Apparently, November is bundt month. I had no idea. The 15th is bundt day. I recently learned the entire history of the bundt pan. Fascinating stuff.

I decided to bake this because chocolate and peanut butter are a nice combination but one I rarely see in Europe, given the anti-peanut butter feelings most Europeans harbor. This was an experiment since it was my first time attempting this, but most of those who ate some have reported enjoyment.


For the filling

2/3 cup peanut butter
1/3 cup cream cheese, softened
1 tablespoon butter, softened
3 egg yolks
1 teaspoon vanilla
1/3 cup sugar
2 tablespoons flour

To make the filling

Beat peanut butter, cream cheese and butter until combined. Add egg yolks, one at a time, and beat until combined. Mix in vanilla. Mix in sugar and flour until combined. Fit a pastry bag with a large plain tip and scoop the filling into the bag. (Or put into plastic Ziploc-type bag and cut a hole in one of the corners for piping.) Refrigerate until ready to use.

For the cake

1 3/4 cups flour
1/2 teaspoons baking soda
1/2 teaspoons salt
12 tablespoons cocoa powder
3/4 cup boiling water
3 ounces (85 grams) bittersweet chocolate, chopped
3/4 cups sour cream
3/4 cups butter, softened
1 2/3 cups packed brown sugar
2 eggs
2 teaspoons vanilla

Preheat oven to 350F/175C. Grease/flour a bundt cake pan.

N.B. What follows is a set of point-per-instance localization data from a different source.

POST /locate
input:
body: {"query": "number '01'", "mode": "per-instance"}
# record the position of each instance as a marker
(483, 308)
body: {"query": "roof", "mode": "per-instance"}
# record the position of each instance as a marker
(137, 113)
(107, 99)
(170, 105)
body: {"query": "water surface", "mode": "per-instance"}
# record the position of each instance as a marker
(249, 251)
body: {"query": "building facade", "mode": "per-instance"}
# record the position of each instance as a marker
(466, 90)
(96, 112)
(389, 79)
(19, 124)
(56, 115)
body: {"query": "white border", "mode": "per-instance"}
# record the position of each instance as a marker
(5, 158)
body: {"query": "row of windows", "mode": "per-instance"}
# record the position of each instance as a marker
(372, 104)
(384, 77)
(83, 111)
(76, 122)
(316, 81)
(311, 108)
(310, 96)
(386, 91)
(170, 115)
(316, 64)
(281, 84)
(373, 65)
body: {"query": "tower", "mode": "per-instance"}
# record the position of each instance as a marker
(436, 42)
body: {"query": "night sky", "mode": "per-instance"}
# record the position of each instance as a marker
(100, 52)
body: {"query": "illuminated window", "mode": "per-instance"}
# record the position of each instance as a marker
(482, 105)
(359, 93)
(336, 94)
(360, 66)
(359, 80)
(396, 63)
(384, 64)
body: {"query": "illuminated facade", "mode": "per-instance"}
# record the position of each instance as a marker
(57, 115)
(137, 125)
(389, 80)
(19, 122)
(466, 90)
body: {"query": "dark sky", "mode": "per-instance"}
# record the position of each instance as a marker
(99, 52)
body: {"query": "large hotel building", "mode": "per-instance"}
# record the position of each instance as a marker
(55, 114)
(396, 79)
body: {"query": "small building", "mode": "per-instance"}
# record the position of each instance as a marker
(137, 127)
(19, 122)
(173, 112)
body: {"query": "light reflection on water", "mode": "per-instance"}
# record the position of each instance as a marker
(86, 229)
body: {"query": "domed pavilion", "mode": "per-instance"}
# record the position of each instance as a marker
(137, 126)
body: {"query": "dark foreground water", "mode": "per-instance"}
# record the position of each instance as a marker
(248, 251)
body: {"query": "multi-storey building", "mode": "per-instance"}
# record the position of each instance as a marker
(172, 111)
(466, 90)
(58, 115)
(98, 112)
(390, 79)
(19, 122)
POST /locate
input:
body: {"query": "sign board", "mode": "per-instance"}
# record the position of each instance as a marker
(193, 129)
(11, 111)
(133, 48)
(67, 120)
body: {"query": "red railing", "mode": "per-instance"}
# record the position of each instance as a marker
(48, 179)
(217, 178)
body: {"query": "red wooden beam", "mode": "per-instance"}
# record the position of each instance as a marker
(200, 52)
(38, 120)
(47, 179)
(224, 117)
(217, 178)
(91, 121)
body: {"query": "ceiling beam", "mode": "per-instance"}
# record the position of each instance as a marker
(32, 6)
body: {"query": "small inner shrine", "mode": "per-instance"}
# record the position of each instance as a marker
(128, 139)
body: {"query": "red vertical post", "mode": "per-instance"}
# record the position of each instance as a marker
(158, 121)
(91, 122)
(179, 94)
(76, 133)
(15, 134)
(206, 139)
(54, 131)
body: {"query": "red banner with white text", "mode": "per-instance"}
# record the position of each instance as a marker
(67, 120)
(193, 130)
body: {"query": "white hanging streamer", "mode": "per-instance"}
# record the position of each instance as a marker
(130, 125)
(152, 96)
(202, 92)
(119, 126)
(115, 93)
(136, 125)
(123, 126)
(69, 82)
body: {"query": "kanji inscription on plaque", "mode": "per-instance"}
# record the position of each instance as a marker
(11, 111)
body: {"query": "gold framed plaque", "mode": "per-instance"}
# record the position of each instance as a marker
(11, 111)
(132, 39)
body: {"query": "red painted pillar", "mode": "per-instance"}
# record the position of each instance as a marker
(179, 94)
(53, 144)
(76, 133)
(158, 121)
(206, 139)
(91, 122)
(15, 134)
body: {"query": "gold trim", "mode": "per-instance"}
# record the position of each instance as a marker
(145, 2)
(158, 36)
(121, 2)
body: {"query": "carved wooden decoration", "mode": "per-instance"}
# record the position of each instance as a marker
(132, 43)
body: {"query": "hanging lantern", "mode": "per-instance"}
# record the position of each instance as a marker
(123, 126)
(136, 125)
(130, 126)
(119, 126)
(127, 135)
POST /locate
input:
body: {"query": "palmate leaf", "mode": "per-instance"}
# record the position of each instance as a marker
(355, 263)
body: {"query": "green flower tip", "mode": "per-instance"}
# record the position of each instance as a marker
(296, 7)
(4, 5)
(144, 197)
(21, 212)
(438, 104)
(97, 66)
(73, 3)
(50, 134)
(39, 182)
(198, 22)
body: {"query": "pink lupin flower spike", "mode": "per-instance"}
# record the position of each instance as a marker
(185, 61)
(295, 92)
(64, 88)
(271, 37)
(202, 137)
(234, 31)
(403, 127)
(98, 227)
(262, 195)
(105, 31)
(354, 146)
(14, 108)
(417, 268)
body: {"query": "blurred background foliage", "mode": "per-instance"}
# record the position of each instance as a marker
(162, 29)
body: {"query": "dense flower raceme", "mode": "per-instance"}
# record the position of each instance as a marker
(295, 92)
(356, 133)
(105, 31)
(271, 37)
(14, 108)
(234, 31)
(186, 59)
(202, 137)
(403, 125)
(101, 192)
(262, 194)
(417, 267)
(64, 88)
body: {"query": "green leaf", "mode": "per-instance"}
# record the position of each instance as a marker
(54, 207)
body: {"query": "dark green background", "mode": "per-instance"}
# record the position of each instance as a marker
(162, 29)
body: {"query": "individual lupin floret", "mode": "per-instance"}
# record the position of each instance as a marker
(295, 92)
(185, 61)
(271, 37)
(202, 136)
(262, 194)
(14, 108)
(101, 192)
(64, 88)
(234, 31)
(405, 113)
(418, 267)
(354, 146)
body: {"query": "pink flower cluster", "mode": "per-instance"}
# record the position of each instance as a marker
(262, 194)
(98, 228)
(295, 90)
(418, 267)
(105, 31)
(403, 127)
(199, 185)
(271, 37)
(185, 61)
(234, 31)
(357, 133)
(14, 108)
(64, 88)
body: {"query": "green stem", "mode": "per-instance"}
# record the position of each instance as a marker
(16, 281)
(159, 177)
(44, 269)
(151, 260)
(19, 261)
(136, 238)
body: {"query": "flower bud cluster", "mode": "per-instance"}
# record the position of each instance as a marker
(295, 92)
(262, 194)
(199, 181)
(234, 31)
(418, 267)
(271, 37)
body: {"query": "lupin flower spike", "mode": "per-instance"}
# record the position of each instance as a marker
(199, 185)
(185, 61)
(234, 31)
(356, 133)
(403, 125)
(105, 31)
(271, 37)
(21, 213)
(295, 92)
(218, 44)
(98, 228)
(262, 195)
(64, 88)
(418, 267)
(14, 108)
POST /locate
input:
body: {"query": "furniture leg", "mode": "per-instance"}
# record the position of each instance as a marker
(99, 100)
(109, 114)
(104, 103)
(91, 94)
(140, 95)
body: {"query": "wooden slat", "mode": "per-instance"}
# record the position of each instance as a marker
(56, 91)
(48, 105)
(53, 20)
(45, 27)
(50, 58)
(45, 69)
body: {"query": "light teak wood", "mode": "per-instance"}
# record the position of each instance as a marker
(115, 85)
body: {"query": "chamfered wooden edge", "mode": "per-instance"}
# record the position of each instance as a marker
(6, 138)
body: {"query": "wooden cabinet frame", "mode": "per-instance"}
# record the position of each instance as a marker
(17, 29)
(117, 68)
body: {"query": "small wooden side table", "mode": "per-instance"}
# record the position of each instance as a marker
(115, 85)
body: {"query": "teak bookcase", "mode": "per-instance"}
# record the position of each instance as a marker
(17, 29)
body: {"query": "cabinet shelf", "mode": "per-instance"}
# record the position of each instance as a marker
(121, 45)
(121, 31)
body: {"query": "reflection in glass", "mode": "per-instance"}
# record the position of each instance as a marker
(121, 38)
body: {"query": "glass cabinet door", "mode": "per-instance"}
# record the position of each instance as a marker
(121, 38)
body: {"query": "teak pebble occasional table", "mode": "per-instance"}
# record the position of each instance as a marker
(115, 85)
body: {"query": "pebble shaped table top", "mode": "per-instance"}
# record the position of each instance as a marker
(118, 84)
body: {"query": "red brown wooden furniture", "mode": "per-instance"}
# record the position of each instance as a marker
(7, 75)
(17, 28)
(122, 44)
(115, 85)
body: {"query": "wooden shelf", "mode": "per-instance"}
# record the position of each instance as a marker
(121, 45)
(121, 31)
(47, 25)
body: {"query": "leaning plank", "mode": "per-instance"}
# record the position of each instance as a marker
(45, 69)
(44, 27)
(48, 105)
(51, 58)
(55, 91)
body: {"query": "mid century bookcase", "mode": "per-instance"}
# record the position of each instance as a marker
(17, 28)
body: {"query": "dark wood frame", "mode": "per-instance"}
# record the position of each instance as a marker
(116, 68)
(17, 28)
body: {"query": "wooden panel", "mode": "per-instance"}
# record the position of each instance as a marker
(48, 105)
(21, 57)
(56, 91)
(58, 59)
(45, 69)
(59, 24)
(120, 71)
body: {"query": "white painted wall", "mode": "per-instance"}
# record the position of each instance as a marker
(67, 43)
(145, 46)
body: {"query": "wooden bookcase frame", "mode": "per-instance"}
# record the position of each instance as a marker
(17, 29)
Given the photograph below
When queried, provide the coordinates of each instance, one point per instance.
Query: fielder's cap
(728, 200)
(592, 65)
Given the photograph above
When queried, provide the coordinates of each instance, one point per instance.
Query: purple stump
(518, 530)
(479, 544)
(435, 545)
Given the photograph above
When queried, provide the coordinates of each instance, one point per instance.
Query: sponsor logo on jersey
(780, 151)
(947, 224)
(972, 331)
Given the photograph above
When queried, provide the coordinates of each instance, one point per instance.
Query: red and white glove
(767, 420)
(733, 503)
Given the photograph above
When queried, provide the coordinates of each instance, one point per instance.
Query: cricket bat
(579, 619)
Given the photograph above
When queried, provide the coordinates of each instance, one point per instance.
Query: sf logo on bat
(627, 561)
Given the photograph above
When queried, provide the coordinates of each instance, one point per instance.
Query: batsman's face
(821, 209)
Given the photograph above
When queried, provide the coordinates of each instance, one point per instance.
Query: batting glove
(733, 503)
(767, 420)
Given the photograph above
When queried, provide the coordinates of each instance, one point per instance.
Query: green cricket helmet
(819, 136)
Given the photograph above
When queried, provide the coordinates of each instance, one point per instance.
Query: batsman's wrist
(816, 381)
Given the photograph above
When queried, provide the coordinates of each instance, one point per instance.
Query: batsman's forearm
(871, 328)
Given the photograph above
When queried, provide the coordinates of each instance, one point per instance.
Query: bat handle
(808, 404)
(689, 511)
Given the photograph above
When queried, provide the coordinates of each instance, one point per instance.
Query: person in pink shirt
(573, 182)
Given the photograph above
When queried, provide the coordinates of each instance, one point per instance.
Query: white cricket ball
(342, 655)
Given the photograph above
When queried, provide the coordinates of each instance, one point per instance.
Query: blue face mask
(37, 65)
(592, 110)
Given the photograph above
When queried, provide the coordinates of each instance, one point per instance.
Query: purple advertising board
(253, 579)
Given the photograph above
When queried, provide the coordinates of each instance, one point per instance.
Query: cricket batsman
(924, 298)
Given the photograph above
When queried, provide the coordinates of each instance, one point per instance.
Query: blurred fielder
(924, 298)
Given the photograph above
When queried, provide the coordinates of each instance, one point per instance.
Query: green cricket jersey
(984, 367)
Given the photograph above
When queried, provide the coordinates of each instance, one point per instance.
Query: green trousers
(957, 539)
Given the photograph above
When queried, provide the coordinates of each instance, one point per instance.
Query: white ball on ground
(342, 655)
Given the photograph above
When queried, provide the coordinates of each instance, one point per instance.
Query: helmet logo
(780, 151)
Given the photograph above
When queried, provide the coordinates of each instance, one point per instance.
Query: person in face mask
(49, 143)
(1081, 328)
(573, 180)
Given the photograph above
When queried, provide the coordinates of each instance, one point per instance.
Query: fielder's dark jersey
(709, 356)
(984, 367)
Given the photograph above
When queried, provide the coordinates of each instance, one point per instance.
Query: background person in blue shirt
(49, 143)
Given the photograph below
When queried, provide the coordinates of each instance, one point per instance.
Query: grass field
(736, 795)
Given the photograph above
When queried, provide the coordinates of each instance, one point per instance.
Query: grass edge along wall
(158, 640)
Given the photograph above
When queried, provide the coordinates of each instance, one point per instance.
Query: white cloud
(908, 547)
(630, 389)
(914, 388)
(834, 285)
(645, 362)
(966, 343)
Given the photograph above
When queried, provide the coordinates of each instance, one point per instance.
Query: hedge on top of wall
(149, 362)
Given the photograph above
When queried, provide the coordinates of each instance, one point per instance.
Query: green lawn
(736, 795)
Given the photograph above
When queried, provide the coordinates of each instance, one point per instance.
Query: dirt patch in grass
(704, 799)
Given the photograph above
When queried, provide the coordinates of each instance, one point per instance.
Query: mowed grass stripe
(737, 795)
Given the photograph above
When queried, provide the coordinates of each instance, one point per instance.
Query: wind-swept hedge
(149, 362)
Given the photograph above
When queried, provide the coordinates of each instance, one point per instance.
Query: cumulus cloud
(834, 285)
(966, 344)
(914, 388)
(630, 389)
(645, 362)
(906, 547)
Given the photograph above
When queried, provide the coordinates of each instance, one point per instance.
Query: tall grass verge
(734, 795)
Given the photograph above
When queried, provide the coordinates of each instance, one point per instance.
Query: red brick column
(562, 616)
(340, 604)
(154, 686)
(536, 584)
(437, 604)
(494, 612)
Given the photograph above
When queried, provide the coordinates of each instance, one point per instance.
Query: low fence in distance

In a medium bowl, whisk together flour, baking soda and salt. Set aside.

In a medium metal or glass bowl, whisk cocoa and boiling water together. Add in chopped chocolate and whisk until smooth. Mix in sour cream.

In large mixing bowl, cream together butter and sugar until light and fluffy. Mix in eggs, one at a time, and then beat in vanilla. Alternately mix in the dry ingredients and the cocoa mixture, beginning and ending with the flour. Mix until just combined with each addition.

Spoon a little less than half of the batter into bottom of the bundt pan. Using the pastry bag of peanut butter mixture, carefully pipe a ring of the filling over the center of the chocolate batter. Pour the remaining cake batter on top and gently tap the pan to remove air bubbles. Do not let the peanut butter touch the sides.

Bake until top springs back when lightly touched or a toothpick comes out mostly clean with a few crumbs attached – about 50-60 minutes. Remove from the oven and set on a wire rack to cool for 5 minutes. Place a wire cooling rack on top of the cake and carefully turn over – remove the pan and let cool completely.